No relatório trimestral dirigido ao Conselho de Segurança, o secretário-geral da ONU, António Guterres, alertou sobre a violência "indiscriminada" das quadrilhas de criminosos, que travam uma luta feroz pelo controle do território e obrigaram "centenas de milhares de pessoas" a deixar suas casas.
Consequentemente, Guterres "exorta com urgência a comunidade internacional para que aumente seu apoio às respostas humanitárias e de desenvolvimento no Haiti".
"É vital redobrar os esforços para que o Haiti seja um local seguro e estável, tenha bases sólidas para o desenvolvimento sustentável e seja um país onde se protejam os direitos humanos de todas as pessoas", acrescentou o secretário-geral.
Guterres apresentou uma foto terrível das consequências da espiral de violência perante o Conselho de Segurança, que aprovou em outubro passado uma resolução para o envio de uma força policial de apoio independente, liderada pelo Quênia, que ainda não se constituiu.
"As quadrilhas continuam cometendo homicídios, sequestros e atos de violência sexual com total impunidade, sobretudo contra mulheres e meninas, entre outros abusos", disse Guterres, que se mostrou alarmado com a "rápida extensão da violência das quadrilhas para áreas rurais antes consideradas seguras".
Isso repercute no aumento da pobreza.
O Banco Mundial, destacou o informe, estima que em 2023 é provável que a pobreza alcance entre 34% e 63% das famílias e que 40% da população - mais de 4,35 milhões de haitianos - sofram de insegurança alimentar aguda, o que afeta particularmente as crianças e que se deve não apenas ao déficit de produção local, mas à disfunção da cadeia de abastecimento do mercado, uma "consequência direta da insegurança".
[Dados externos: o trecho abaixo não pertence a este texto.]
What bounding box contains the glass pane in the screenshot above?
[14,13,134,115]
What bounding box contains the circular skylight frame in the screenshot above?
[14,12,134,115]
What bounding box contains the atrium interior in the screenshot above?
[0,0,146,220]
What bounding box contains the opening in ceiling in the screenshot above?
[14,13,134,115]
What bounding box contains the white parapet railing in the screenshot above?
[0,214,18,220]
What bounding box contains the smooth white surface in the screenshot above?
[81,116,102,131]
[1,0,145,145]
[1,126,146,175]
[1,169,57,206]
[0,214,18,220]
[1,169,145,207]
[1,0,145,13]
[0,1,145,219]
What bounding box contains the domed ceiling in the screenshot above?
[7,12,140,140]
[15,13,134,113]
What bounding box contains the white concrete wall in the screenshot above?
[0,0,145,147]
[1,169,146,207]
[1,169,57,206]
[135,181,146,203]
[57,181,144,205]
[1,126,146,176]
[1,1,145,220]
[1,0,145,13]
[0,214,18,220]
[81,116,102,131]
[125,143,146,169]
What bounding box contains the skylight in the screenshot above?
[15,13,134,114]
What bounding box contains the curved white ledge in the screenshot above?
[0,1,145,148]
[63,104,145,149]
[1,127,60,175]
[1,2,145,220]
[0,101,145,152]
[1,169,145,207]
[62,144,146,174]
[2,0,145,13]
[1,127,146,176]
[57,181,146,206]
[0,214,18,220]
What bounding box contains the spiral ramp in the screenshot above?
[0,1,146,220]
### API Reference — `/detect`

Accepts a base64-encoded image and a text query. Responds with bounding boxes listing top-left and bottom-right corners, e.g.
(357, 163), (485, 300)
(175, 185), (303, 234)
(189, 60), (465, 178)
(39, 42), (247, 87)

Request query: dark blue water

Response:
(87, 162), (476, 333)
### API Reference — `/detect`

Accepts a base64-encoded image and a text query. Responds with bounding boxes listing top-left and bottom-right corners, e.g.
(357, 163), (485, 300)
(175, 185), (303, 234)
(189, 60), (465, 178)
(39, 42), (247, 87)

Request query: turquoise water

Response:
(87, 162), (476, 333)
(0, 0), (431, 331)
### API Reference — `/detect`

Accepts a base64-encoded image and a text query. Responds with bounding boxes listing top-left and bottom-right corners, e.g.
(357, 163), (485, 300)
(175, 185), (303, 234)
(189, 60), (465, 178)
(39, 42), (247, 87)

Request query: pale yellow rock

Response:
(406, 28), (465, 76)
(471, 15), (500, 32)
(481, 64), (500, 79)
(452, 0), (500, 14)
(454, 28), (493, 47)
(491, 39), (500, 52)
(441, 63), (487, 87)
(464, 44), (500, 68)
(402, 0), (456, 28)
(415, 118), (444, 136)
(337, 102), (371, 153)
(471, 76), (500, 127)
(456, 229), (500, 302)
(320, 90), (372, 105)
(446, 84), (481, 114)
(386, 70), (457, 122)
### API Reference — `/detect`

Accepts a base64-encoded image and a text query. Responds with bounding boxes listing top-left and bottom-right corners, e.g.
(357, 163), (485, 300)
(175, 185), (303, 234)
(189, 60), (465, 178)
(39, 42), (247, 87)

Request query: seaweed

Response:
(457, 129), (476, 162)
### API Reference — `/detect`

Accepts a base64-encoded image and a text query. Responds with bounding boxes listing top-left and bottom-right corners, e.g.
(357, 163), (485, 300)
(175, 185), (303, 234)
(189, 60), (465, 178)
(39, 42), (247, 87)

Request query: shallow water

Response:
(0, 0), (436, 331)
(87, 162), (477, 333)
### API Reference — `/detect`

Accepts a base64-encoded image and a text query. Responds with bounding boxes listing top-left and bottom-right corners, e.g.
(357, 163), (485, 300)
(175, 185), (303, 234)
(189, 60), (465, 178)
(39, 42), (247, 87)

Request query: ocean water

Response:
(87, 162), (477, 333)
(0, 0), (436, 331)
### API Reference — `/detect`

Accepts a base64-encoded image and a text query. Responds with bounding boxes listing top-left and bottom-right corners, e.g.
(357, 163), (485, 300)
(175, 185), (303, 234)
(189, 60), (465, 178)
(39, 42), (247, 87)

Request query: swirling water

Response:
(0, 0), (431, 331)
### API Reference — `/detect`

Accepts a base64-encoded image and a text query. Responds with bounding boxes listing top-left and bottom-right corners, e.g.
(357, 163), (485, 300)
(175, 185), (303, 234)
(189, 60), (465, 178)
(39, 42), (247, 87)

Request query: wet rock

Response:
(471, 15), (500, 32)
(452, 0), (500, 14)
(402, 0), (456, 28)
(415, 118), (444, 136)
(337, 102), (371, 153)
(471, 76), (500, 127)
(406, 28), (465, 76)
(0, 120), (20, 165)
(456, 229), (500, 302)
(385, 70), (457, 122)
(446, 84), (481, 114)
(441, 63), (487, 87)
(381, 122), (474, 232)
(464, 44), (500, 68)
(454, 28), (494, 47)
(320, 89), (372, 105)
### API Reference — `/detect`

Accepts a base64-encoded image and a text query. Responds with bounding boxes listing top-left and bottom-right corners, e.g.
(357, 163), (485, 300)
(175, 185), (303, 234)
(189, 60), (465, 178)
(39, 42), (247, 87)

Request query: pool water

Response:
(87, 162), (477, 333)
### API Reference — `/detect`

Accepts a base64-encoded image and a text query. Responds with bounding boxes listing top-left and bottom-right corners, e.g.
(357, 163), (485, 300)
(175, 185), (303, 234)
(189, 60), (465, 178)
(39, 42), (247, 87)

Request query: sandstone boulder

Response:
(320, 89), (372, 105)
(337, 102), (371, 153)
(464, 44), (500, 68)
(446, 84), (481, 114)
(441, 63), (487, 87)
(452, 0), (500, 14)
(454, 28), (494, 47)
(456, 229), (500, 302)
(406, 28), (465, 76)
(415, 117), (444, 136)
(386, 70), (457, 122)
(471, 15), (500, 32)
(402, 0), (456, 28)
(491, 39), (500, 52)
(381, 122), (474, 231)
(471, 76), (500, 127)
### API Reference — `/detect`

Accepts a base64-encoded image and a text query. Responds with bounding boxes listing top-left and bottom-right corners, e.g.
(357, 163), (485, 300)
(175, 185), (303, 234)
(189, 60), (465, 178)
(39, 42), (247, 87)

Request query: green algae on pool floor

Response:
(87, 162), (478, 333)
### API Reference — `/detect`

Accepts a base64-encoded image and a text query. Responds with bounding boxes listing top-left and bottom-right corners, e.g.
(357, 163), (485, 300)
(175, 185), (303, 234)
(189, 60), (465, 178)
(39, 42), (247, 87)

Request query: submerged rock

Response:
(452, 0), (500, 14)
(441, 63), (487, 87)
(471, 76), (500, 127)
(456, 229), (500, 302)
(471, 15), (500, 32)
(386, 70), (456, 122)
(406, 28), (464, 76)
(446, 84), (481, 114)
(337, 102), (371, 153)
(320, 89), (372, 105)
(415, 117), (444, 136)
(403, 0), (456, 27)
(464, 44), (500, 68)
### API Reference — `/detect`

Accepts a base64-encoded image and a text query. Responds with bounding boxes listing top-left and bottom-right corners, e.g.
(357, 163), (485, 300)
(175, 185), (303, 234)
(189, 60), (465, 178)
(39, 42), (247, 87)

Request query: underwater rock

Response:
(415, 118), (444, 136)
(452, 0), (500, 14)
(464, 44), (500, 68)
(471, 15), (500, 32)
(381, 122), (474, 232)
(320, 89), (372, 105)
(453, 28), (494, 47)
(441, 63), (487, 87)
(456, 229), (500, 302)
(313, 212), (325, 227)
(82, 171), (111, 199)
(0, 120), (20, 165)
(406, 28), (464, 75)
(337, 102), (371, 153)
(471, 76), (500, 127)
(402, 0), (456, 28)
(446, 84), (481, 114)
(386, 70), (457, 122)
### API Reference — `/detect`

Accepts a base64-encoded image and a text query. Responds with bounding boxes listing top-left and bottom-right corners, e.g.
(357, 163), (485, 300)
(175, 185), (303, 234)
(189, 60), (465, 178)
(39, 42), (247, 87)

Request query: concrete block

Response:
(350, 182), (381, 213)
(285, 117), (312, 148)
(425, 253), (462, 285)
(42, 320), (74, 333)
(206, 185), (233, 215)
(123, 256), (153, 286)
O informe também constata que mais de 40% das famílias viram cair o envio de remessas do exterior.
Além disso, destaca a dificuldade da população em acessar serviços básicos, como justiça, segurança, moradia e latrinas comunitárias, e aponta que a insegurança dificulta especialmente o acesso das meninas e mulheres a áreas de lazer.
"Minando os pilares do Estado"
"A proporção desta crise multidimensional está minando os pilares das instituições do Estado e a estrutura social", adverte o informe.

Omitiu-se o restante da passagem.